Wednesday, December 2, 2015

Winchester '73 review

Winchester '73 (1950)
Dir. Anthony Mann
Starring James Stewart, Shelley Winters, Stephen McNally

After winning a prized rifle in a shooting contest, Lin McAdams is attacked, and the weapon is stolen. From there the story follows the gun as it moves from owner to owner.

This film was the first collaboration between Stewart and Mann. They would go on to make 5 westerns together*, but those films (along with the Ranown films) were responsible for the transition of westerns to more of a grown up entertainment as opposed to the more simpler, family entertainment of the thirties and forties. And a lot of that has to be attributed to Borden Chase, the writer responsible for this film, and the earlier John Wayne film Red River, and the later Stewart/Mann collaboration Bend of the River, amongst other films. Mann was brought on after the original director Fritz Lang(!) left the project over differences in visions for the film. Stewart wanted Mann to direct, and Mann and Chase reworked the film to follow the path of the gun rather than a more traditional movie where Jimmy Stewart would be on a quest to get his gun back. But the changes make the film more interesting, giving time to a kind of sleazy gun runner, an Indian chief, a cowardly jerk named oddly named Steve Miller, and bandit called Waco that each get their hands on the titular rifle for a brief period of time.

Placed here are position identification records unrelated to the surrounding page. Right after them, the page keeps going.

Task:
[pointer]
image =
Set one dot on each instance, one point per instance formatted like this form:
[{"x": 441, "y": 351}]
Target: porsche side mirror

The movie starts off seeming like a simple revenge story, with McAdams on the hunt for Stephen McNally's Dutch Henry Brown. The men have a history prior to the story beginning, and McAdam's hunt for Brown intensifies after the gun is stolen. As the story goes on the more is slowly revealed about the two men and their pasts, and it's exactly what you would expect it to be if you have seen any western before. In some ways it feels more like a noir, which makes sense as that is what Mann had been making prior to this. Lot of the dialogue has a bit of a noir feel, as does the cinematography, which is an impressive feat for a movie that mostly takes place during daylight hours.

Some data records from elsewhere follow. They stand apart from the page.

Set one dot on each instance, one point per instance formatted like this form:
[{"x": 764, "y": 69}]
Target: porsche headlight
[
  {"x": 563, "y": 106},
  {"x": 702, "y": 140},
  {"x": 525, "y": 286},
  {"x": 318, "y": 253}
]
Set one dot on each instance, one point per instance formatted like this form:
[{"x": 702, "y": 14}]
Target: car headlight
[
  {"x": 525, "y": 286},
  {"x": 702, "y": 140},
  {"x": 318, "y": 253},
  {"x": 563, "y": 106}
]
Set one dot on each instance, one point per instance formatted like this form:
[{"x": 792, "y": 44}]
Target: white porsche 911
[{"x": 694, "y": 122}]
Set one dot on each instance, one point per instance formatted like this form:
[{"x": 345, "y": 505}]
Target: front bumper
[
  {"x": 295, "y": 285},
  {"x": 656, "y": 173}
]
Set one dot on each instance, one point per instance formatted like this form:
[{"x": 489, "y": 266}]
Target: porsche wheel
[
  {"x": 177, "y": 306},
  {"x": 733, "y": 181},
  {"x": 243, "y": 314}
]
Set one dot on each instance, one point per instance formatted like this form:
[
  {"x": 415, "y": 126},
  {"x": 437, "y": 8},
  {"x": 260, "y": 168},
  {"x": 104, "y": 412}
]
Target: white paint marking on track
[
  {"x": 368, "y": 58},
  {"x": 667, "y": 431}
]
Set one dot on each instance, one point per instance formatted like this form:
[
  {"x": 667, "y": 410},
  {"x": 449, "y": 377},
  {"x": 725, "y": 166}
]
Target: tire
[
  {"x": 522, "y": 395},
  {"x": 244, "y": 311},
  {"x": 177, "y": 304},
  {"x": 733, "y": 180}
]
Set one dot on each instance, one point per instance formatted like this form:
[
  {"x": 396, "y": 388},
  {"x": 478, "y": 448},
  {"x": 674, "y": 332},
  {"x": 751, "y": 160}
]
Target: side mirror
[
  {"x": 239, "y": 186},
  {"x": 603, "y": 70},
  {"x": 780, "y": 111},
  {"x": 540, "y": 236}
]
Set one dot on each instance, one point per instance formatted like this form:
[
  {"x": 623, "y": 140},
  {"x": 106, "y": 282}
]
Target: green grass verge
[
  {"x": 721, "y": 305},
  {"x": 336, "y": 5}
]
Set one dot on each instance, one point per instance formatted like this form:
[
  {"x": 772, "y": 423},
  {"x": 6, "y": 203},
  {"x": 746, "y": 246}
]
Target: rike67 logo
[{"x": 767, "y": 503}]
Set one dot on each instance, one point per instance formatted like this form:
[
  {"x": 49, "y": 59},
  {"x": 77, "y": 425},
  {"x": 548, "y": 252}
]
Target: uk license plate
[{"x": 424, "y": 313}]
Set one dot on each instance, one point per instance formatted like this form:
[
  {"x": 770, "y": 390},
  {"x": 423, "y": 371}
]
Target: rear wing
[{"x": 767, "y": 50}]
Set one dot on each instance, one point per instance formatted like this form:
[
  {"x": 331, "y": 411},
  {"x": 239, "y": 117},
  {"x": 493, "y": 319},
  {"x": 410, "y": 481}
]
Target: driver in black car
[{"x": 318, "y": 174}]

Stewart is good as the lead. One of his biggest strengths was that he seemed like a average man, but he was able to bring up a ton of anger and darkness when the film required it. This movie has him set on revenge, and the only reason that he ended up in the contest for the rifle was because he was so driven to get revenge against Dutch Henry Brown. As the movie goes on the scenes with McAdams and his friend/partner High Spade (Millard Mitchell) further develop his character, painting the picture of a man that really doesn't know what he would do without his quest for vengeance. This is really not like anything that he had down before.

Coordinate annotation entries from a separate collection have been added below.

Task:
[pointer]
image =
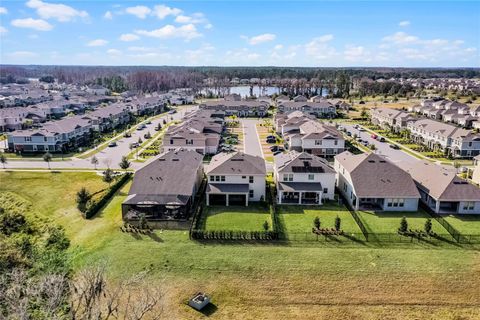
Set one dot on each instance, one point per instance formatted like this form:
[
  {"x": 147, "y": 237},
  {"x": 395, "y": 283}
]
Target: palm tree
[
  {"x": 3, "y": 160},
  {"x": 124, "y": 163},
  {"x": 94, "y": 161},
  {"x": 47, "y": 157}
]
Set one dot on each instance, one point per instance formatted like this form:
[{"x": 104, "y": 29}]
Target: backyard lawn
[
  {"x": 465, "y": 224},
  {"x": 389, "y": 222},
  {"x": 299, "y": 219},
  {"x": 261, "y": 281},
  {"x": 236, "y": 218}
]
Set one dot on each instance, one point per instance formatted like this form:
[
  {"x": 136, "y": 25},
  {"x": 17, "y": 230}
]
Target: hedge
[{"x": 95, "y": 206}]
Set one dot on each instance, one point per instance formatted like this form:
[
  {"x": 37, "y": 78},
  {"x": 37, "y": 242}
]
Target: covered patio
[
  {"x": 300, "y": 193},
  {"x": 227, "y": 194}
]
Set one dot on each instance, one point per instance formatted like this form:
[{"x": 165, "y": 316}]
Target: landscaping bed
[
  {"x": 236, "y": 218},
  {"x": 299, "y": 219}
]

But the movie is really great in terms of the supporting cast. Rock Hudson plays the Indian chief Young Bull, and even though he isn't on screen for very long, he is really engaging in his brief role. But it is easy to see why he became a star, he just has a ton of screen presence. Noted character actor Jay C. Flippen has one of the more fun roles in the film as Sgt. Wilkes. His scenes with Shelley Winters are funny and sweet, and I probably could of watched an entire movie about him and his men, which surprisingly had Tony Curtis for a brief moment in the film, in an early role of Doan, one of Wilkes soldiers.

This movie is a necessary watch for anyone interested in westerns. This is a classic, and it deserves it's reputation. It's one of those movies that seems so easy and simple, but at the same time it's such an amazingly well crafted and structured movie that it could only be made by a master. Highly recommended.

* 5 were westerns out of the the 8 films they made together.